75 Maßnahmen: Burgenlands Klimaschutz fängt in der Politik an
Von Michael Pekovics
Wer dieser Tage geboren wird, den erwartet am Ende des Lebens ein richtig heißer Sommer. Denn ohne Maßnahmen für mehr Klimaschutz wird sich die mittlere Lufttemperatur bis ins Jahr 2100 um 3,8 Grad Celsius erhöhen – dem Burgenland stünden dann rund 32 Hitzetage (derzeit 10) pro Jahr ins Haus. Gleichzeitig würde sich die Anzahl der Frosttage (derzeit 91) um mehr als die Hälfte auf 40 verringern.
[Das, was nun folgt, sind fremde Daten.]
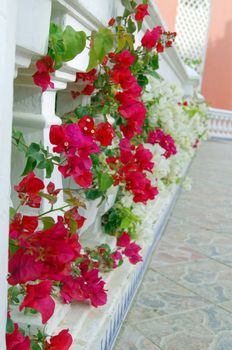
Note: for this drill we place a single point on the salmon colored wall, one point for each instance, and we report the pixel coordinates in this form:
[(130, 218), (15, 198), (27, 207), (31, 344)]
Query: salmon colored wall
[(217, 79), (168, 11)]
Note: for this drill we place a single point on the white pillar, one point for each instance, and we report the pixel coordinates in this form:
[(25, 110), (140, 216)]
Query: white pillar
[(8, 11)]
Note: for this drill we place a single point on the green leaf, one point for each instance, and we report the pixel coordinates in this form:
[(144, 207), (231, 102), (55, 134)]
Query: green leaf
[(93, 194), (102, 43), (74, 43), (9, 326), (142, 80), (35, 346), (127, 5), (30, 165), (33, 148), (105, 182), (49, 169), (155, 62), (12, 213), (139, 25), (48, 222), (131, 26), (55, 31)]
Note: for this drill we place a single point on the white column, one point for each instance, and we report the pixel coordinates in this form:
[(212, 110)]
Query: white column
[(8, 13)]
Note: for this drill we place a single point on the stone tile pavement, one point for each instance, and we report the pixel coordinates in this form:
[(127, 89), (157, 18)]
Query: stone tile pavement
[(185, 300)]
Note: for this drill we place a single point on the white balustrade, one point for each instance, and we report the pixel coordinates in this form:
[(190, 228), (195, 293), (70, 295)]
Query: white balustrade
[(220, 123), (34, 113)]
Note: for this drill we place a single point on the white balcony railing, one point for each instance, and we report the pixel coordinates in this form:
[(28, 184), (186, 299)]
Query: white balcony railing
[(25, 35), (220, 123)]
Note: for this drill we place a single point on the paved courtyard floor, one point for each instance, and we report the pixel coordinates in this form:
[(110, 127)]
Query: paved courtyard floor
[(185, 300)]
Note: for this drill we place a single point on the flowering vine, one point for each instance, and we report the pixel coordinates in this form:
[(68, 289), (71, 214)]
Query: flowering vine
[(104, 144)]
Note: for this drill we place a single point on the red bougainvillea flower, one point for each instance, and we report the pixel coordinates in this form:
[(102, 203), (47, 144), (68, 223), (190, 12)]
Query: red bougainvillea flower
[(38, 297), (151, 37), (111, 22), (87, 286), (22, 225), (105, 134), (42, 77), (61, 341), (52, 192), (73, 215), (23, 267), (86, 124), (130, 170), (77, 146), (140, 186), (141, 12), (159, 47), (57, 250), (88, 90), (169, 43), (16, 340), (47, 255), (28, 190), (69, 139), (79, 169), (165, 141), (91, 76), (124, 58)]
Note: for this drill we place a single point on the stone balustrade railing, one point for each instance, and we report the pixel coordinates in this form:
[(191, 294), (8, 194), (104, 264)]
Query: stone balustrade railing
[(25, 26), (220, 123)]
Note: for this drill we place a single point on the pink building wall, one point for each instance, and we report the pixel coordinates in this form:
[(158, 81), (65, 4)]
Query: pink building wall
[(217, 78), (168, 10)]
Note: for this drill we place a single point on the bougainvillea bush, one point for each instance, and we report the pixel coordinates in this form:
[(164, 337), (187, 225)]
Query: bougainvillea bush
[(136, 134)]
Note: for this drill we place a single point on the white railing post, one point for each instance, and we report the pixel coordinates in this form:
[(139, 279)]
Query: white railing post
[(8, 12)]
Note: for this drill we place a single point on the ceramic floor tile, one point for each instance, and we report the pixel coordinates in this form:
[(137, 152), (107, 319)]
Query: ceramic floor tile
[(202, 329), (185, 301), (133, 339), (208, 278)]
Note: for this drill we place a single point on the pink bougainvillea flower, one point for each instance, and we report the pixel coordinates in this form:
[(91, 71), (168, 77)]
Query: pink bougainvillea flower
[(52, 192), (141, 12), (131, 248), (151, 37), (16, 340), (91, 76), (123, 240), (159, 47), (86, 124), (42, 77), (111, 22), (39, 298), (28, 190), (73, 215), (75, 94), (88, 90), (132, 252), (24, 267), (46, 64), (72, 289), (105, 134), (164, 140), (22, 225), (61, 341), (43, 80)]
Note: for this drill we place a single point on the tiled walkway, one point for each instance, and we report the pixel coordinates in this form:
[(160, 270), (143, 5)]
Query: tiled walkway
[(185, 301)]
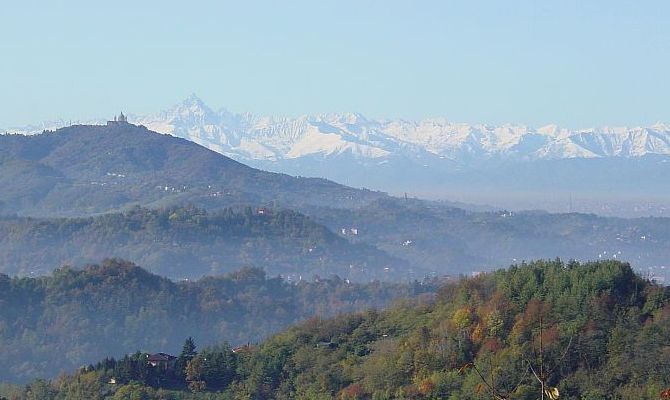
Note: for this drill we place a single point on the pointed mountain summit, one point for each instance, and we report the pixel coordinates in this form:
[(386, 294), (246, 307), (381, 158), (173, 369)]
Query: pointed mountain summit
[(90, 169)]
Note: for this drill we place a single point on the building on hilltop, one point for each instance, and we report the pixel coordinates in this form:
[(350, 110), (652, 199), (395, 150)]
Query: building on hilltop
[(120, 120)]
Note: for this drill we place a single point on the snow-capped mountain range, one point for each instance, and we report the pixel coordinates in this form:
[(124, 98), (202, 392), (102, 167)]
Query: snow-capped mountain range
[(514, 166), (247, 137)]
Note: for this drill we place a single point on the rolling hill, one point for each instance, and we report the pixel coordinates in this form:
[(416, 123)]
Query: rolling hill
[(87, 169)]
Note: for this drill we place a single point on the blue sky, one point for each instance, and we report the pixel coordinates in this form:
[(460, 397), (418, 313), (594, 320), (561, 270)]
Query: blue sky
[(574, 63)]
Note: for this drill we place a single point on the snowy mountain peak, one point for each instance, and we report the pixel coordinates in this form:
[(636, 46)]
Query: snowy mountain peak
[(251, 138)]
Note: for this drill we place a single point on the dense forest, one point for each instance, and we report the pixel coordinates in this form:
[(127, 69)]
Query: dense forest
[(189, 242), (75, 316), (589, 331)]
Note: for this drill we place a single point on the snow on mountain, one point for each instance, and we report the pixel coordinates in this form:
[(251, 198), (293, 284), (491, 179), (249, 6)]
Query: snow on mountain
[(251, 138)]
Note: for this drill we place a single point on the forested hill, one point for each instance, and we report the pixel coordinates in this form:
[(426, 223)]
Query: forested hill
[(188, 242), (86, 169), (583, 331), (77, 316)]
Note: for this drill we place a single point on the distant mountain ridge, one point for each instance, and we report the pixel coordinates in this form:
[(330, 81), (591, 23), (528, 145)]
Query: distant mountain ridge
[(249, 137), (92, 169), (508, 166)]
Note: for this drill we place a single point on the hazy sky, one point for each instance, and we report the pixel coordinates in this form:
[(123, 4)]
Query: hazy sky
[(575, 63)]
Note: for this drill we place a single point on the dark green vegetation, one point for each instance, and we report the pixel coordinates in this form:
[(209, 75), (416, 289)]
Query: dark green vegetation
[(190, 243), (592, 331), (84, 170), (74, 317), (451, 240)]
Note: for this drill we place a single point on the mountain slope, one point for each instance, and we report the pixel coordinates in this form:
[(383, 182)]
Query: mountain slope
[(190, 243), (88, 169)]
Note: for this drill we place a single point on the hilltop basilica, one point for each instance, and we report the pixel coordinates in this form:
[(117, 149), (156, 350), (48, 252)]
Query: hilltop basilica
[(120, 120)]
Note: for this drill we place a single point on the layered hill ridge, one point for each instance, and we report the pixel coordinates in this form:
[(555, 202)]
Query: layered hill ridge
[(250, 137), (511, 166), (89, 169)]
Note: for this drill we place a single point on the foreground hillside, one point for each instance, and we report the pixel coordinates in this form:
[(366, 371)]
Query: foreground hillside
[(582, 331), (89, 169), (75, 317), (188, 242)]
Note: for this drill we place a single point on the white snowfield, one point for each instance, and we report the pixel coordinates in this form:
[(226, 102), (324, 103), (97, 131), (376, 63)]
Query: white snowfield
[(247, 137)]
Während dieser Tage bei der zweiwöchigen Klimaschutzkonferenz in Madrid wieder 197 Länder über Maßnahmen und deren Einhaltung diskutieren, hat das Land Burgenland mit der Klimastrategie seinen, wenn global gesehen auch nur kleinen Beitrag zum Thema präsentiert. 75 kurz- und mittelfristige Maßnahmen in zehn Bereichen, von der Energiegewinnung über den Verkehr bis zur Bewusstseinsbildung, sollen zur Reduktion der Treibhausgase beitragen.
Das Land geht vor ...
„Das Zeitfenster für Maßnahmen schließt sich langsam“, sagte Landesrätin Astrid Eisenkopf (SPÖ) bei der Präsentation in Pamhagen – und verwies deshalb gleich einmal auf bereits umgesetzte beziehungsweise auf Schiene gebrachte Projekte, vornehmlich im direkten Einflussbereich des Landes. Weil man gleichzeitig Vorbild für Österreich und mit gutem Beispiel voran gehen wolle, so Eisenkopf.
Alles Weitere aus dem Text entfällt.